Aber noch mehr, der held, wenn er in kampfes nöthen die geliebte frau (ahd. trûtin, trûtinna, mhd. triutinne) ansah, ihrer gedachte, ihren namen nannte, erhöhte dadurch seine stärke, und war des siegs gewis. man dürfte hierher selbst den ausspruch des Tacitus nehmen: memoriae proditur quasdam acies inclinatas jam et labantes a feminis restitutas constantia precum et objectu pectorum. aus den gedichten des 13 jh. will ich bloß die hauptstellen hersetzen:
und als er dar zuo an sach
die schœnen frowen Erîten,
daz half im vaste strîten. Er. 933.
swenne mich der muot iwer ermant,
sô ist sigesælic mîn hant:
wand iwer guote minne
die sterkent mîne sinne,
daz mir den vil langen tac
niht wider gewesen mac. Er. 8867.
diu dâ gegenwurtic saz,
diu gehalf ir manne baz.
ob im dehein zwîvel geschach,
swenn er si danne wider an sach,
ir schœne gap im niwe kraft
sô daz er unzagehaft
sîne sterke wider gewan
und vaht als ein geruowet man. Er. 9171.
der gedanc an sîn schœne wîp
der kreftigete im den lîp. Er. 9229.
swenne im diu muoze geschach
daz er die maget reht ersach,
daz gap ir gesellen
Gâwâne manlich ellen.

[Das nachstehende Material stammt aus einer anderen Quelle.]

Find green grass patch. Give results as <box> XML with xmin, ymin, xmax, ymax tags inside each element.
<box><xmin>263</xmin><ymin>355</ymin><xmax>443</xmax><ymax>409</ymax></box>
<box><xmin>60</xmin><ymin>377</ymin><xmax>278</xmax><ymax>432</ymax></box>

Parz. 409, 13. 410, 5.
nu sach er daz si umb in was in sorgen,
alrêst er niuwe kraft enpfant. Lohengr. s. 54. 55.
den Heiden minne nie verdrôz,
des was sîn herze in strôte grôz. Parz. 740, 7.
ern welle an minne denken,
sone mager niht entwenken. Parz. 740. 15.
wes sûmest du dich, Parzivâl
daz du an die kiuschen liehtgemâl
niht denkest, ich mein dîn wîp,
wiltu behalten hie den lîp? Parz. 742, 27.
der getoufte nam an kreften zuo,
er dâht, des was im niht ze fruo,
an sîn wîp die küniginne,
unt an ir werden minne. Parz. 743, 23.
swâ ich sider kom in nôt,
ze hant so ich an si dâhte,
ir minne helfe brâhte. Parz. 768, 27.
müede was ir bêder lîp,
niuwan daz sie dâhten an diu wîp
sie wæren bêdesamt gelegen. altd. bl. 1, 340.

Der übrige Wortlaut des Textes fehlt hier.